Pas grave, pensais-je, maman est à la cuisine, j’irai vite me mettre quelque chose sous la dent et je retournerai à mes méditations sur le devenir de cette planète. De toutes les façons, même en me levant le lendemain et en quittant la maison et même si j’oubliais de faire mon lit, il sera fait, frais et nickel à mon retour.

Passé cet âge, et révolu ce temps, la vie nous sépare et nous ouvre les yeux, ceux de la raison, de la réalité dure. « Deux choses instruisent l’homme de toute sa nature : l’instinct et l’expérience » disait Pascal.
La cuisine se met alors à ne plus vouloir fonctionner seule, la machine à laver non plus, ni ce maudit fer à repasser. C’est là que la chimie et la physique atteignent la cime de leur théorie dans le plus commun et le plus banal des actes quotidiens.
Une tasse de café ne vient jamais seule à moi et même s’il lui arrivait de venir, elle ne saurait se remplir de ce chaud et amer breuvage. Je pense à ce moment là à un cours de chimie, le rôle joué par les catalyseurs, je dirai, pour vulgariser la chose, qu’ils donnent ‘un coup de pied au cul’ à la réaction pour qu’elle se fasse.

Passons au lit - non ce n’est pas une invitation -, passons à ce maudit plumard, pourtant source de toutes nos joies : le repos, le sommeil, fuir la réalité, l’amour, le rêve, l’extase, le désir … Bref, le paradis sur terre. On s’y glisse, on s’y réchauffe, on l’utilise comme on veut. Il faut cependant revenir sur terre, et oui, et en vitesse en plus, retomber en enfer : Faut le faire ce lit. Le romantisme  prend alors la poudre d’escampette, il prend ses jambes à son cou. En  plus, les draps et les taies d’oreillers ça doit se laver sinon ça craint.

Revenons à notre charmante cuisine, source à son tour du pêché capital le plus tentant : la gourmandise. Le réfrigérateur ne se remplit pas tout seul, c’est comme ça. C’est là qu’intervient alors l’une des branches de la physique : la mécanique. La mécanique dans le sens où si tu ne bouges pas "tu crèveras la dalle" oui, c’est ce tiraillement au ventre provoqué par la faim. J’opte pour tout laisser tomber, je le prendrai dehors le café et à midi je passerai prendre un sandwich au snack du coin. Soulagement, d’une seule pierre deux coups.

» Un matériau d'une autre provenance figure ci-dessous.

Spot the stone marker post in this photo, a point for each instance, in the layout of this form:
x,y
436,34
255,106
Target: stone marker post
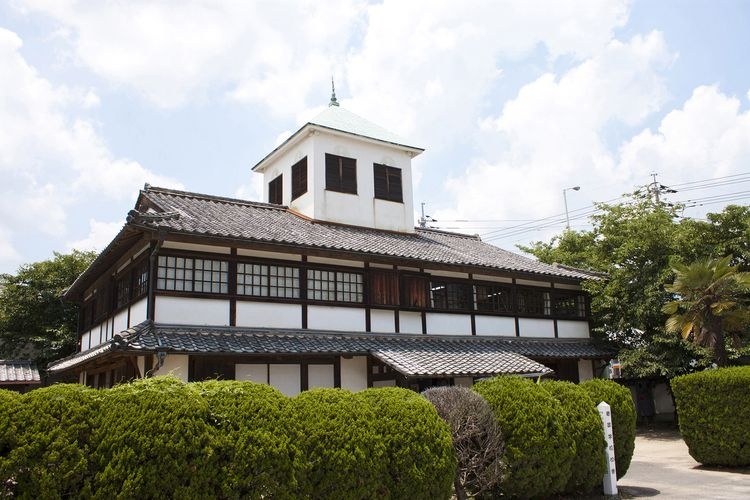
x,y
610,476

Allez, je m’habille. C’est là où je me rend compte que non seulement j’ai oublié de faire marcher la machine à laver mais que la seule chemise propre dont je dispose est froissée, limite clodo quoi. Je la repasse à la vitesse de la lumière en jurant de tous les noms, en blasphémant même. Intervient alors la théologie et je demande pardon et repentir à l’au-delà.

Passés plusieurs jours, mon sens de l’économie commence à réagir, mes fonds passent subitement au rouge. Il se trouve que les repas pris dehors, en plus des dégâts faits à nos bourses, rassemblent à eux seuls tous les maux de la médecine : Les aigreurs d’estomac, l’obésité … la liste est longue et quand à être docteur en médecine il y a longtemps que j’ai choisi de ne pas en faire ma carrière.
Le temps s’est arrêté soudainement.  Je suis seule et il n’y a que sur moi-même que je peux compter : Aide toi le ciel t’aidera !

Morale de l’histoire :

Ni mon grenier, ni mon armoire
Ne se remplit à babiller.

Jean de La Fontaine (la Mouche et la Fourmi (IV, 3))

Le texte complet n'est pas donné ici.